Слезы блеснули в глазах Митьки. Он дрожал от волнения и стал поддаваться стремлению увидеть Рябинина, поговорить с ним, посмотреть ему в лицо, в его бесстыжие глаза, спросить его, как он мог решиться на такое дело. Его воображение создало сцену объяснения с изменником, когда Рябинин испуганно и виновато смотрел на него, не зная, что ответить, потому что нет, ведь, оправдательных слов после такого дела, и пред Митькой неизбежно, как безусловное последствие, явилась картина, как он вонзает нож в коварное сердце изменника. Вплоть до вечера, шагая по камере, или ворочаясь на нарах, Митька был во власти этого проекта, всецело подчинившись потребности какого-либо действия, равного по своей силе и последствиям виновности Рябинина. Его мозг колола мысль, что над ним так нагло и гадко посмеялся Рябинин, который за это получит, если не полную свободу, то значительное облегчение своей участи. Сознание это выводило из себя Митьку, заставляло мечтать его о мести и крови. Трепеща, волнуясь и бранясь, Митька снял сапог, нащупал что-то под кожей голенища и стал зубами разрывать верхний шов. Долго возился Митька и наконец из сшитых вместе двух концов голенища вытащил, словно из ножен, тонкую, легко гнущуюся стальную блестящую пластинку. Он концом этого тонкого без рукоятки ножа поскреб ноготь, и жестокая улыбка исказила его лицо.

Приближалась полночь, и даже в полутемные камеры и арестантские коридоры врывалось особенное, торжественное настроение. Пронесся глухой, но торжественный удар колокола. Продрожав и не успел затихнуть как он был уже сменен другим, еще более торжественным, и удары колокола, догоняя друг друга, стали с гулом величаво носиться над городом. Взбудораженный этим торжественным выражением наступившего праздника, Митька как-то инстинктивно бросился к дверям и напряг взгляд через окно в дверях в коридор в бессознательной жажде кого-нибудь увидеть.
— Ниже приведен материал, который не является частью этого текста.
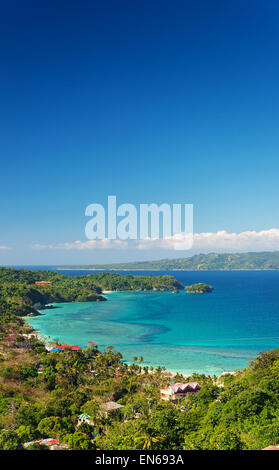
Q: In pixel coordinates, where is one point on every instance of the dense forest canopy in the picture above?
(211, 261)
(20, 294)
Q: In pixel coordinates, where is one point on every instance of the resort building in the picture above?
(110, 407)
(179, 390)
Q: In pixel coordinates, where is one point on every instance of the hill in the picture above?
(212, 261)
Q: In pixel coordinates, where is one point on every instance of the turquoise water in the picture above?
(188, 333)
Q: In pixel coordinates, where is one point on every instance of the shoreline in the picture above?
(49, 344)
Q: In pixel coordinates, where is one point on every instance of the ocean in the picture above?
(204, 333)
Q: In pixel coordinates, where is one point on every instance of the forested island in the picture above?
(91, 399)
(266, 260)
(24, 292)
(199, 288)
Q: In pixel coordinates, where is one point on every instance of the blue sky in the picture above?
(151, 101)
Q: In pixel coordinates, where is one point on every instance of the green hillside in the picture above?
(211, 261)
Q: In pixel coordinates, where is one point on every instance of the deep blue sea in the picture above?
(208, 333)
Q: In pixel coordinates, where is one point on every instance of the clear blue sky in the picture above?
(153, 101)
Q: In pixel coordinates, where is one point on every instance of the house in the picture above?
(110, 407)
(62, 347)
(179, 390)
(48, 442)
(43, 283)
(84, 418)
(271, 448)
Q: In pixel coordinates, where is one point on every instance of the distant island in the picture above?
(199, 288)
(266, 260)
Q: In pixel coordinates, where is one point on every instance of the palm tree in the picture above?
(149, 438)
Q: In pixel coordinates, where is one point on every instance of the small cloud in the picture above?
(203, 242)
(105, 243)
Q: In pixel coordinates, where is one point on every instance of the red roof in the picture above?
(69, 346)
(184, 388)
(43, 282)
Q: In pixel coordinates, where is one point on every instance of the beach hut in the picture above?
(179, 390)
(84, 418)
(110, 407)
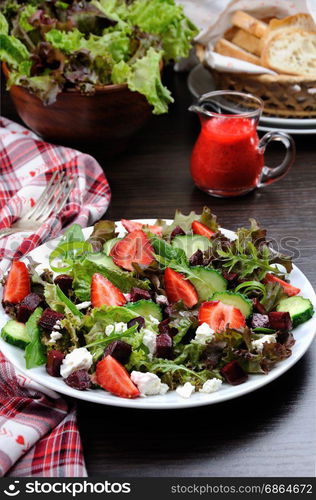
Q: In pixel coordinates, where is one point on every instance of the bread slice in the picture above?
(291, 51)
(301, 21)
(246, 41)
(229, 49)
(249, 23)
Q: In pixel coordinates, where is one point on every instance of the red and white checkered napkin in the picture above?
(26, 165)
(38, 429)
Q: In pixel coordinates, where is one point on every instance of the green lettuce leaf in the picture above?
(103, 231)
(115, 43)
(67, 41)
(24, 17)
(145, 78)
(12, 51)
(4, 26)
(166, 19)
(58, 301)
(82, 273)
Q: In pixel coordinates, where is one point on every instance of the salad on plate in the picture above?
(155, 308)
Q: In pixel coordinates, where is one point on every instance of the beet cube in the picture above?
(79, 380)
(233, 373)
(119, 350)
(136, 321)
(260, 321)
(164, 348)
(64, 282)
(139, 294)
(54, 361)
(49, 319)
(197, 258)
(280, 320)
(27, 306)
(178, 231)
(164, 327)
(258, 306)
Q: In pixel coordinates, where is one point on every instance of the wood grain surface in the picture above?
(270, 432)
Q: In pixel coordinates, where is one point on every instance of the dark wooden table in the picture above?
(270, 432)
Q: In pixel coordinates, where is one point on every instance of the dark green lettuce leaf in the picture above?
(274, 293)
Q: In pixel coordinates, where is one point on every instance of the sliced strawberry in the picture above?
(134, 248)
(18, 283)
(113, 377)
(103, 292)
(290, 290)
(219, 315)
(178, 288)
(131, 225)
(202, 229)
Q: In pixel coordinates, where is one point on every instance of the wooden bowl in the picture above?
(109, 117)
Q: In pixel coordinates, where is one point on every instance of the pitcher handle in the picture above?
(273, 174)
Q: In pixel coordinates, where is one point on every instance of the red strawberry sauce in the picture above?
(226, 155)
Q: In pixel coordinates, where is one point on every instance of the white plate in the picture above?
(304, 335)
(200, 81)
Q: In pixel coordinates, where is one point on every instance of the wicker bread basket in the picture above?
(283, 95)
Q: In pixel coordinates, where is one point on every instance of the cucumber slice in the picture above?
(207, 282)
(191, 243)
(103, 260)
(300, 309)
(235, 299)
(108, 245)
(145, 308)
(15, 333)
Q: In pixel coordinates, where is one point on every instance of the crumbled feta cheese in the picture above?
(203, 334)
(186, 390)
(211, 385)
(150, 341)
(148, 383)
(54, 336)
(258, 344)
(164, 388)
(109, 329)
(83, 305)
(78, 359)
(118, 327)
(153, 320)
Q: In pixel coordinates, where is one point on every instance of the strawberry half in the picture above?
(202, 229)
(290, 290)
(218, 315)
(18, 283)
(134, 248)
(103, 292)
(131, 225)
(113, 377)
(178, 288)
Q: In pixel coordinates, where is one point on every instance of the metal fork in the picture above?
(53, 198)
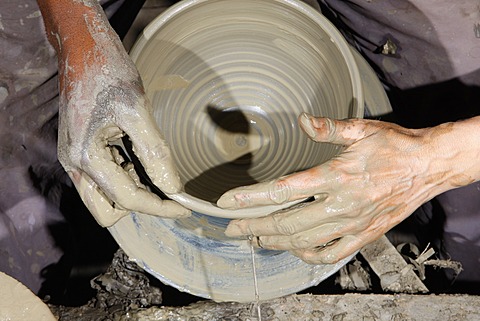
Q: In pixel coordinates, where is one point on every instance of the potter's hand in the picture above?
(383, 175)
(101, 100)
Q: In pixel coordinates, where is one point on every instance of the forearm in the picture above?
(455, 154)
(86, 44)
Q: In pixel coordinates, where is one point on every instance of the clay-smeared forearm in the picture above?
(384, 174)
(102, 99)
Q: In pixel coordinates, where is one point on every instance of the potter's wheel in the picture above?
(194, 255)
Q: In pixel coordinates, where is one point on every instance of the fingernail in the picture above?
(233, 230)
(306, 124)
(181, 211)
(227, 201)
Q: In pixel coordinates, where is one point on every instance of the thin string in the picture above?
(255, 281)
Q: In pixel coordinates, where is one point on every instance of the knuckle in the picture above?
(301, 242)
(283, 225)
(280, 192)
(329, 258)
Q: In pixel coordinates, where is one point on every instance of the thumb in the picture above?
(327, 130)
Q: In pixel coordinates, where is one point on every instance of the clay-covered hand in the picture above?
(384, 173)
(101, 100)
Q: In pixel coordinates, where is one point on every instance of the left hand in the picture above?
(101, 100)
(383, 175)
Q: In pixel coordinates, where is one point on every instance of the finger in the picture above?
(327, 130)
(98, 205)
(331, 254)
(120, 188)
(289, 188)
(316, 237)
(289, 222)
(154, 153)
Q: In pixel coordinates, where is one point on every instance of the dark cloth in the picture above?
(34, 233)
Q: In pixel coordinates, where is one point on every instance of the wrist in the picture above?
(454, 154)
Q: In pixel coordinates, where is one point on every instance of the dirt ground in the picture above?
(346, 307)
(125, 292)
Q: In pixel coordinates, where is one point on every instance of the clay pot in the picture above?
(228, 79)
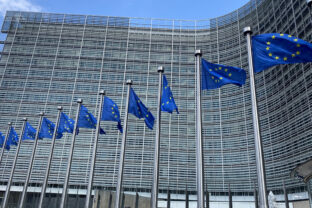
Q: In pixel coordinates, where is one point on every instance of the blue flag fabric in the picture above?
(273, 49)
(66, 124)
(137, 108)
(13, 137)
(87, 120)
(216, 75)
(47, 129)
(110, 112)
(29, 132)
(167, 101)
(2, 138)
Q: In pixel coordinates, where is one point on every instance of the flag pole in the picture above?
(91, 173)
(122, 149)
(199, 140)
(157, 143)
(45, 181)
(5, 140)
(263, 199)
(7, 192)
(31, 161)
(71, 152)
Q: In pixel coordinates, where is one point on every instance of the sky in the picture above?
(162, 9)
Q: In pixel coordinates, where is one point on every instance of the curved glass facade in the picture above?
(54, 59)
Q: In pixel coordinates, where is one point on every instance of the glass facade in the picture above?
(54, 59)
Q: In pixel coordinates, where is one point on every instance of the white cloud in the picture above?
(18, 5)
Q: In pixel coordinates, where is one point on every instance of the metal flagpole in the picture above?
(263, 199)
(31, 161)
(64, 194)
(45, 181)
(157, 143)
(5, 140)
(7, 192)
(122, 150)
(199, 140)
(91, 173)
(285, 195)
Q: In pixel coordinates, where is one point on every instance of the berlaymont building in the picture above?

Ему бросилась в глаза фигура городового, стоявшего против дверей его камеры. В одной руке городовой держал шапку и ключи, которые ему доверил надзиратель, уйдя на час с дежурства, чтобы погулять с невестой на церковном погосте, так как он знал, что в такую ночь редко совершаются преступления. Другой рукой старый городовой широким размахом руки осенял себя крестным знамением. Митька, видя крестившегося городового, позавидовал ему. Ему захотелось и плакать и сорвать дверь с замков и петель. Он жаждал и праздника и мести, торжественной толпы и Рябинина.

— Дяденька, дяденька, — взмолился он.

Старый городовой встрепенулся, одел шапку и подошел к дверям.

— Чего тебе? — спросил он.

— Дяденька, яви божескую милость, — попросил Митька, — выпусти...

— Что ты, в уме ли, парень, разве я могу тебя пустить? — удивился городовой.

— Ты не понял меня, дяденька, — воскликнул Митька, не отпустить тебя я прошу, — что ты, разве я не понимаю! я, дяденька, прошу, чтобы только меня в другую камеру перевел.

— Для чего тебе?..

— А потому, дяденька, — продолжал Митька, — что там брат мой сидит единоутробный, хочу похристосоваться с ним. Ведь, дяденька, святая ночь, а я, ведь, не убивец или каторжный какой. Я ведь, дяденька, только чужое взял, неужели мне по-христиански нельзя время провести. Выпусти, дяденька, ей-Богу. только похристосуюсь, здесь никто знать не будет, скоро возвращусь. А то, дяденька ей-Богу, голову об стенку разобью, страсть какая тоска в сердце забралась, ведь, я тоже человек, дяденька, православный.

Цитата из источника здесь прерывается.